Giudicate voi in questo dialogo del Satyricon di Gaio Petronio Arbitro (27 d.C – 66, morto suicida sotto Nerone), coetaneo di Seneca.

La scena iniziale del Satyricon di Petronio (o meglio, della parte di testo giunta fino a noi) è ambientata in una scuola. Il giovane Encolpio, protagonista del romanzo, lamenta che è finita da un pezzo la stagione della grande poesia, e l’oratoria è ridotta a un’insulsa ripetizione di argomenti stereotipati, dai toni reboanti. La sua generazione è incapace di esprimere veri talenti, degni di stare alla pari con Sofocle o Euripide, con Omero e con Pindaro, mentre la stagione dell’oratoria politica e della filosofia è tramontata per sempre.
Quali sono le cause di tanto degrado? Encolpio non ha dubbi, la colpa è tutta della scuola:
Adulescentulos existimo in scholis stultissimos fieri, quia nihil ex his quae in usu habemus aut audiunt aut vident«penso che i ragazzi nelle scuole diventino stupidi del tutto, perché non ascoltano o vedono niente che abbia a che fare con la vita quotidiana» …E quando, freschi di studi, fanno il loro debutto nel Foro, credono di essere finiti su un altro pianeta)[Dal Satyricon]

 

Nota

(*) – Se può far piacere, è interessante la vita dei diversi “Catone” passati alla storia (…non a caso si dice “fare il Catone”); volendo, se ne può leggere nelle pagine di www.sapere.it (qui e qui) o dovunque vogliate.

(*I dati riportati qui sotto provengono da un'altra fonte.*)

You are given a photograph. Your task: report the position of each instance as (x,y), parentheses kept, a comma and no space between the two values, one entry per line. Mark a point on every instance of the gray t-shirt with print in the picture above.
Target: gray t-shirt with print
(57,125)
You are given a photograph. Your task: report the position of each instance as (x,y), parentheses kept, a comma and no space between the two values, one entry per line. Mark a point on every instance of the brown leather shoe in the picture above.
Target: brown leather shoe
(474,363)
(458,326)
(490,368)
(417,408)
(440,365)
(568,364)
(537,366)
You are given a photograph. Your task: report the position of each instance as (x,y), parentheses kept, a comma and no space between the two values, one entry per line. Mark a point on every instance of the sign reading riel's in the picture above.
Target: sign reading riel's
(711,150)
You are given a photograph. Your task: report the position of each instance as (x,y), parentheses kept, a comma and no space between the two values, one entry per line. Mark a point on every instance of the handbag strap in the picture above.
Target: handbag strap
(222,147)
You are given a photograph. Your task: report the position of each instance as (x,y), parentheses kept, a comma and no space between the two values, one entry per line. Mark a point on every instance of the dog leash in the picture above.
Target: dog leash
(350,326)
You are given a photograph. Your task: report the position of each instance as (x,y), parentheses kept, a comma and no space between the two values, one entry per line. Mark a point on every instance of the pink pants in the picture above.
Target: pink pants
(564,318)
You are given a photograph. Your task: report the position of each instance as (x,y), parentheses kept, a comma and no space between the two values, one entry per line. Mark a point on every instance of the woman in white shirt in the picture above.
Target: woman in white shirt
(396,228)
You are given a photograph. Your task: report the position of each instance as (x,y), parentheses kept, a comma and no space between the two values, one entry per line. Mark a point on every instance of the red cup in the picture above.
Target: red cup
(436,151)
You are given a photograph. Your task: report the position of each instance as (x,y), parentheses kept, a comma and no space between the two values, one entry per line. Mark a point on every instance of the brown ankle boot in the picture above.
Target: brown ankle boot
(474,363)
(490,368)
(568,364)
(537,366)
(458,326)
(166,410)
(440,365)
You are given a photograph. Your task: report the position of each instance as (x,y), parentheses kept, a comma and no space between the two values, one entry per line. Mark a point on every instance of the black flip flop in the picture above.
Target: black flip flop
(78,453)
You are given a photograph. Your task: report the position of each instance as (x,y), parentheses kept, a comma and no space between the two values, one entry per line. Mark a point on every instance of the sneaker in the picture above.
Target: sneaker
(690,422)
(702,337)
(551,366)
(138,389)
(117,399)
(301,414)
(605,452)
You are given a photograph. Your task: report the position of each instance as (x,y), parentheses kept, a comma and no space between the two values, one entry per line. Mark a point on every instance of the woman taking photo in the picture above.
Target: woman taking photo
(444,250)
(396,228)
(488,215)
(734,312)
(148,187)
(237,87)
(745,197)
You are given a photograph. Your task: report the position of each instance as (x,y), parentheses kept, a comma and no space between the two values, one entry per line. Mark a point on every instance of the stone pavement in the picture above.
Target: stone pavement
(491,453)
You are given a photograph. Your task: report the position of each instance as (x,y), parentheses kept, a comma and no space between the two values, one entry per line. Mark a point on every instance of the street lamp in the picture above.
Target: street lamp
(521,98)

[Campa cavallo! Domande ancora senza risposte (1) – Continua]

1 Comment

1 Comment

  1. Danilo Conte

    7 Gennaio 2022 at 13:35

    Commento di Danilo Conte all’articolo, sulla pagina Fb di Ponzaracconta (trasposizione sul sito a cura della Redazione).
    il problema a mio avviso non è quello del come si fanno le domande, ma del contenuto che esse hanno! Lo stesso vale per qualsiasi argomento che tocchi la pubblica amministrazione o gli interessi privati del nostro scoglio… Si parla di ignoranza…
    Ricordo bene come tutti gli studenti delle medie del mio periodo, le interrogazioni fatte con il libro aperto sul banco… leggendo quattro cazzate ti beccavi un bel 7 in tecnica! Tutti pensavamo che quel professore fosse un brav’uomo che amasse i ragazzi e che la sua condotta era sempre la medesima perché era un bonaccione. In realtà a lui e a molti altri faceva comodo formare generazioni di ignoranti che poi lo avrebbero anche votato da adulti! Alla nostra isola manca la bellezza, un connubio di cose che difficilmente colmeremo… la cura e l’amore, la giustizia sociale e non il giustizialismo, la cooperazione e non l’individualismo. Dovremmo imparare dalla natura che ci circonda, basterebbe osservarla meglio per capire come navigare in questo mondo di ipocrisia, l’armonia delle sue leggi spesso distruttive trova sempre un equilibrio!
    ‘A legge ‘i Ponza impone che certi atteggiamenti e certi argomenti non vadano toccati… invece questi ultimi andrebbero combattuti sul nascere come una malattia che se non curata per tempo, poi non ha più rimedi!